Saturday, May 10, 2008

'The Fall': Dreamwork, By Kurt Loder

"The Fall" is a movie with a Look. It looks like two hours of high-end perfume commercials. Really beautiful perfume commercials, though, and no wonder. The Indian director, Tarsem Singh, is best known for his 1991 music video for R.E.M.'s "Losing My Religion," and for his previous feature, the outré 2000 creepfest "The Cell." However, Tarsem actually sustains himself professionally by shooting commercials of the high-end sort. So for the past 11 years, while amassing frequent-flier miles in the service of Levi's, Smirnoff and Coca-Cola, he also scouted locations for this film in places like China, Brazil, Romania, Egypt, South Africa, Fiji and Nepal (to name about a third of them). He shot various bits along the way and then, four years ago, began working in earnest, on an indie budget, with a cast of capable, low-profile actors. The result is one of the more gorgeous movies of recent years, and if its ending weren't located about 30 minutes past the point where one might wish it to be, that could have been enough.

The story is set in Los Angeles in 1915. Hollywood is in its infancy, and a stuntman named Roy (Lee Pace) is languishing in pain in a small hospital, unable to walk after riding his horse off a bridge while shooting a western. Roy is feeling doubly dismal. Apart from being paralyzed, he broods about the fact that the movie's leading man, a slick-haired weasel named Sinclair (Daniel Caltagirone), has stolen Roy's girlfriend. A pretty nurse named Evelyn (Justine Waddell) tries to spread a little sunshine, but Roy remains resolutely suicidal. Then he meets another patient, a five-year-old girl named Alexandria (Catinca Untaru, a Romanian cutie making her first, excellent attempt at acting). Roy tries to manipulate Alexandria into stealing a bottle of morphine tablets for him. In return, he says, he'll tell her "an epic story." The girl gets the pills, then has to keep Roy sufficiently preoccupied with inventing the epic that he won't have time to think about offing himself with an overdose.

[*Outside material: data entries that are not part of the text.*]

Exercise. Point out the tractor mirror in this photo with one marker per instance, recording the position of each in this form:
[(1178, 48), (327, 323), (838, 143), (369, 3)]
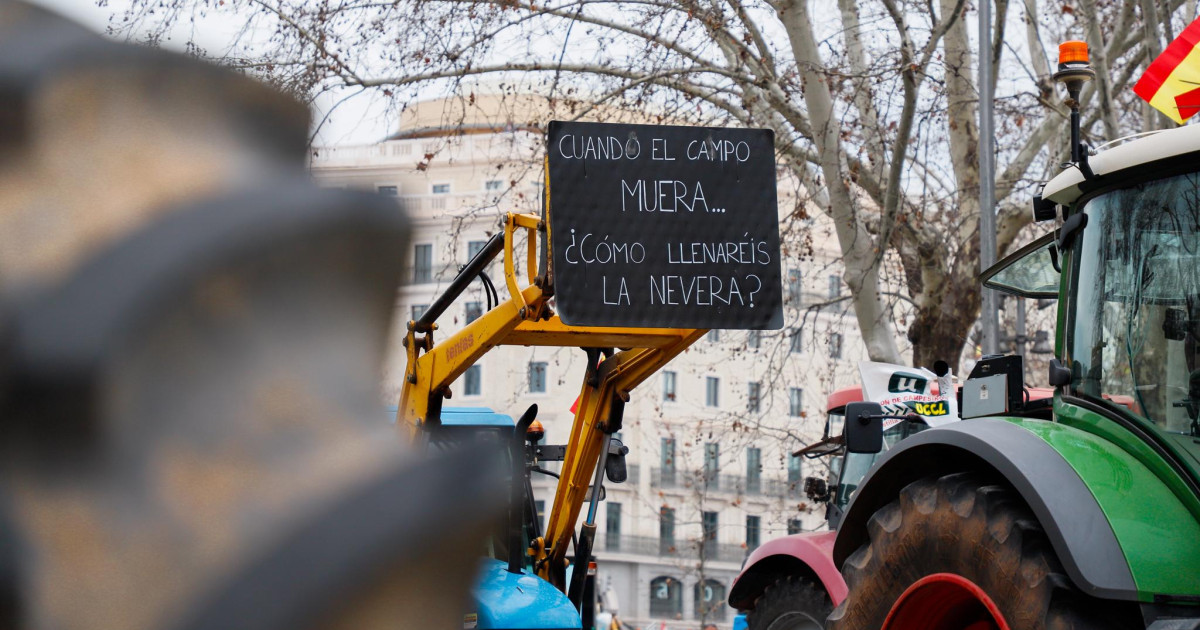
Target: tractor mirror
[(864, 427), (816, 489), (615, 466)]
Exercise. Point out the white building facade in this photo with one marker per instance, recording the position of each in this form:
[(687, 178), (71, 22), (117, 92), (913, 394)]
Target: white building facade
[(711, 437)]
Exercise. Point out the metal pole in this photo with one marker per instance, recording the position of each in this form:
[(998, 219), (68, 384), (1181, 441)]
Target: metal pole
[(1023, 340), (987, 181)]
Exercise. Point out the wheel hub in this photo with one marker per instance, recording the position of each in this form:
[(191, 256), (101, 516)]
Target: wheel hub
[(945, 601)]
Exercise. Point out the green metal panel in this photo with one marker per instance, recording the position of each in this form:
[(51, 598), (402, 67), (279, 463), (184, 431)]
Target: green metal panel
[(1157, 527)]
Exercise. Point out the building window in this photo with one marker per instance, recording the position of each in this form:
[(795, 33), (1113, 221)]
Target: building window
[(537, 377), (795, 402), (795, 286), (666, 598), (754, 532), (473, 381), (754, 471), (666, 531), (795, 473), (612, 528), (474, 310), (712, 391), (711, 600), (423, 264), (712, 465), (708, 526), (835, 345), (667, 463)]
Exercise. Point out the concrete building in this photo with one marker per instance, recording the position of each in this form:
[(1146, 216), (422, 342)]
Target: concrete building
[(711, 436)]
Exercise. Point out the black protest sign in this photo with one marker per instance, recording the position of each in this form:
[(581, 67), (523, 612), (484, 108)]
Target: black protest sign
[(664, 227)]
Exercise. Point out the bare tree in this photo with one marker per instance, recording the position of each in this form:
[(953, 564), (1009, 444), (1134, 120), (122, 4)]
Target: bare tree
[(874, 105)]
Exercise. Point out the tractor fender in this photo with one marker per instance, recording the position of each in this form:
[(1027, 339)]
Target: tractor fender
[(1007, 453), (809, 555)]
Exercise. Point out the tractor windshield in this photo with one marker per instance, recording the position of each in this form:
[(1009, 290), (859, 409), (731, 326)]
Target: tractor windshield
[(857, 465), (1137, 317)]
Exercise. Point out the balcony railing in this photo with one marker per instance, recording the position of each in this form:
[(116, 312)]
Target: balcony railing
[(670, 478), (672, 549)]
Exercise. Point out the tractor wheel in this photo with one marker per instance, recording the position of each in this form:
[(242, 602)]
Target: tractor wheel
[(790, 604), (959, 553)]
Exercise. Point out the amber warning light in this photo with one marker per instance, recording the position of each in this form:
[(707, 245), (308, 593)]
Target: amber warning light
[(1072, 53)]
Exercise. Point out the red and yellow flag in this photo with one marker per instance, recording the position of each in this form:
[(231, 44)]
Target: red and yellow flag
[(1171, 83)]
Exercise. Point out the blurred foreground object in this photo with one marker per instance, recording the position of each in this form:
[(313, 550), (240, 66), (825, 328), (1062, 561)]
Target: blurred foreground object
[(190, 340)]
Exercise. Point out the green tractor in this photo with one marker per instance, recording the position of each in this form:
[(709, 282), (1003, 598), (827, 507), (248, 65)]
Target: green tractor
[(1083, 513)]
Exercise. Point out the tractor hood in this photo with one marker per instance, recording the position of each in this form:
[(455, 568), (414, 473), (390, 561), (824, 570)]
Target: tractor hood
[(1146, 151)]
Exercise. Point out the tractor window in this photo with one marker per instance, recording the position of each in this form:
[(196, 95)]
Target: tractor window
[(1137, 318), (857, 465), (1032, 271)]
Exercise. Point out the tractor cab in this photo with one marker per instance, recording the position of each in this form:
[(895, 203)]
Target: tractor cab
[(846, 469)]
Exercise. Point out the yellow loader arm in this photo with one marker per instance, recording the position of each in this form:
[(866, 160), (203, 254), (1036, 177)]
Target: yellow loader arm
[(525, 318)]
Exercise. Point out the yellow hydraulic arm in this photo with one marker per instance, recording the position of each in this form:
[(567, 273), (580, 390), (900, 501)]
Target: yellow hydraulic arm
[(525, 318)]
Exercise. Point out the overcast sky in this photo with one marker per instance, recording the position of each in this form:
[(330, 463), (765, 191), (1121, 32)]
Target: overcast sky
[(359, 120)]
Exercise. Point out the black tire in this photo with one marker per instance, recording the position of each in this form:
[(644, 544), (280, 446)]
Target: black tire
[(790, 604), (983, 532)]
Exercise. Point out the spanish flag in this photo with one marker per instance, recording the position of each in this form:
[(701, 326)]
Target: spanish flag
[(1171, 83)]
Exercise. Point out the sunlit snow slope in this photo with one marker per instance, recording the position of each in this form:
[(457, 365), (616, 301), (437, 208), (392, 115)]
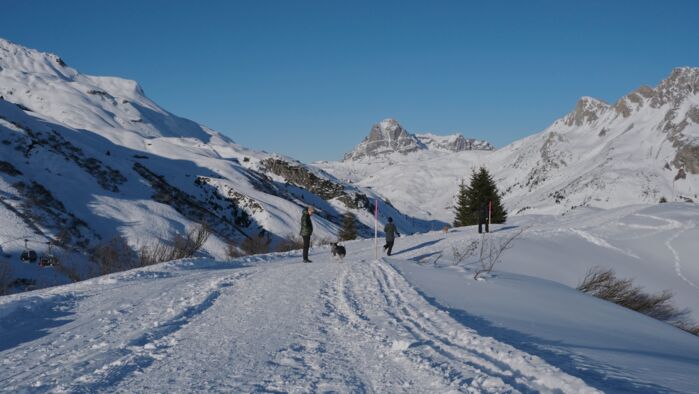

The story Roy tells sprawls extravagantly. It involves a character called the Black Bandit, whom we see to be Roy himself; a beautiful princess who's a ringer for Nurse Evelyn; and a hateful villain named Odious, who bears a powerful resemblance to the hateful, girl-thieving Sinclair. In his search for Odious, whom he intends to terminate, the Black Bandit leads a small troupe of loyal fighters — among them, for some reason, Charles Darwin (Leo Bill). Darwin's monkey is on hand, too. And Alexander the Great puts in an appearance early on, lost in the desert wearing a fantastical black helmet with billowing scarlet plumage.

The story proceeds in a succession of rich, painterly images. (There's a nod to Escher at one point; and, at another, what seems like an echo of the lonely slanting light of Edward Hopper's "Early Sunday Morning.") As the Bandit and his men pursue Odious around the world, we're engulfed in a profusion of uncanny sights. There's a vast blue city. There's a solitary palace in the middle of a lake. There's a tribe of mud men, a hill of black-clad corpses, and a room of polished marble filled with madly twirling dervishes. A wagon moves through the desert on huge wheels within which slaves clamber like hamsters. A tree splits open in flames, and a dreadlocked man walks out.

There's so much to see and marvel at in "The Fall" that it's hard to keep track of the story, which in any event, as I say, goes on too long. The movie recalls Fellini a little and Jodorowsky a lot; but Tarsem has resonant visions of his own. The picture is like a great museum you can't find your way out of — it wears you down. Too bad the director couldn't provide an earlier exit.